For brokers and dealers of government securities, the city manager or his designee shall select only primary government securities dealers that report daily to the New York Federal Reserve Bank, unless a comprehensive credit and capitalization analysis reveals that other firms are adequately financed to conduct public business. Investment Officials, in their dealing with city funds, shall not conduct business with any securities dealer with whom or through whom public entities have sustained losses on investments.
(d) 
Signed Agreement.
Any financial institution, broker or dealer selling an authorized investment to the city must sign a statement that a written copy of the city’s investment policy has been received and reviewed and that controls are in place that would prevent “imprudent” investment activities.

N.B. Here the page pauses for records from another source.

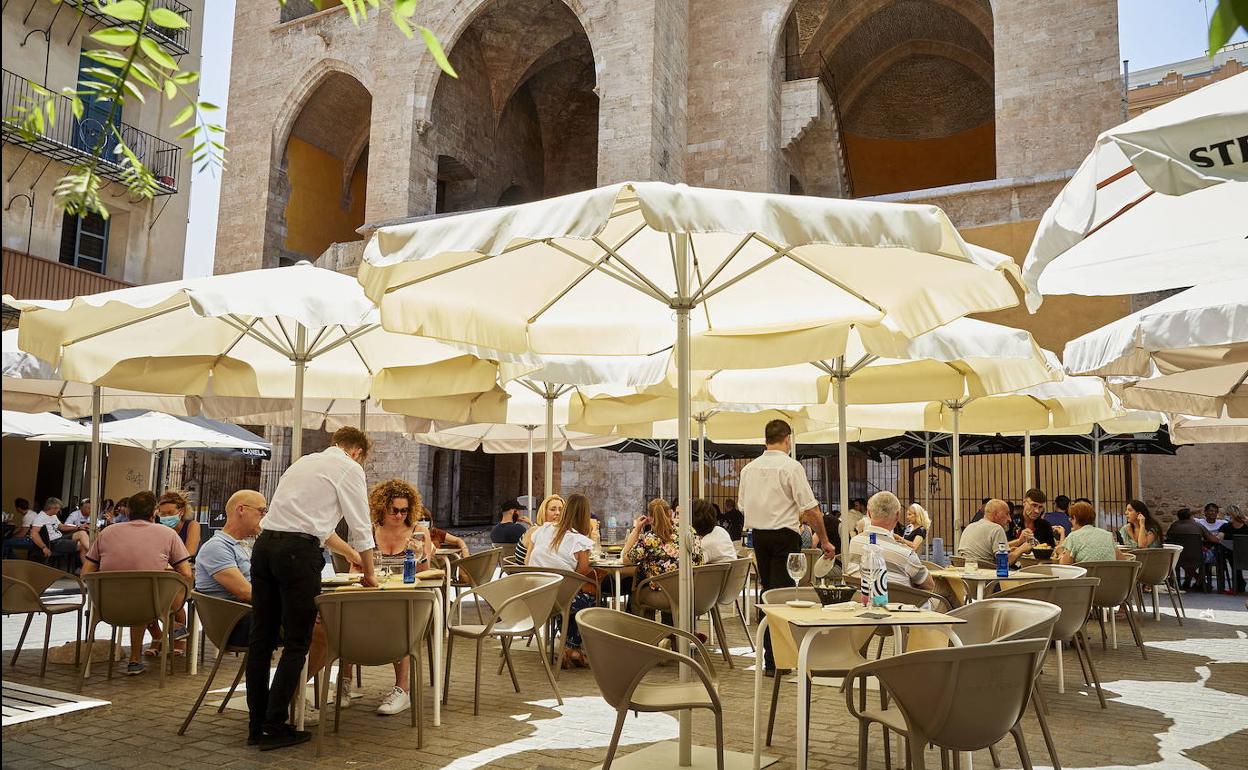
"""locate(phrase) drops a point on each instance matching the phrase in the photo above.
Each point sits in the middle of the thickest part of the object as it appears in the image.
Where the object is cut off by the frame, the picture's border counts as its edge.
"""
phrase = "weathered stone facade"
(981, 107)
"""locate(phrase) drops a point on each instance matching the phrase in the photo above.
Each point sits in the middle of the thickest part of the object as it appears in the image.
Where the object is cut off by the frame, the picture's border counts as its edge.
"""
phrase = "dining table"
(794, 628)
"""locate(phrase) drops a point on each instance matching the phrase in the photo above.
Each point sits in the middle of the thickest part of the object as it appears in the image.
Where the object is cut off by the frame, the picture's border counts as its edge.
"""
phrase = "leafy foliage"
(135, 64)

(Ordinance 462, adopted 1/22/96, Section V)
(a) 
Insurance or Collateral.
All deposits and investments of city funds other than direct purchases of U. S. Treasury or U. S. Agency notes or bills shall be secured by pledged collateral with a market value equal to at least 100 percent of the deposits or investments, less and amount insured by FDIC or FSLIC. Evidence of the pledged collateral shall be maintained by the city manager or his collateral will be reviewed monthly to ensure the market value of the securities pledged equals or exceeds the related bank balances.
(b) 
Collateral.
The City of Atlanta, Texas shall accept only the following securities as Collateral:
(1) 
FDIC and FSLIC insurance coverage.
(2) 
United States Treasuries and Agencies.
(3) 
Texas State, city, county, school or road district bonds with a remaining maturity of ten (10) years or less with an investment grade bond rating of not less than A or its equivalent from an nationally recognized investment rating firm.
(c) 
Audit.
All collateral shall be subject to inspection and audit by the city manager or his designee, and the city’s independent auditor.
(d) 
Delivery vs. Payment.
Treasury Bills, Notes and Bonds and Government Agencies securities shall be purchases using the delivery versus payment method. That is, funds shall not be wired or paid until verification has been made that the collateral was received by the Trustee. The collateral shall be held in the name of the city or held on behalf of the city. The Trustee’s records shall assure the notations of the city’s ownership of or explicit claim receipts shall be delivered to the city.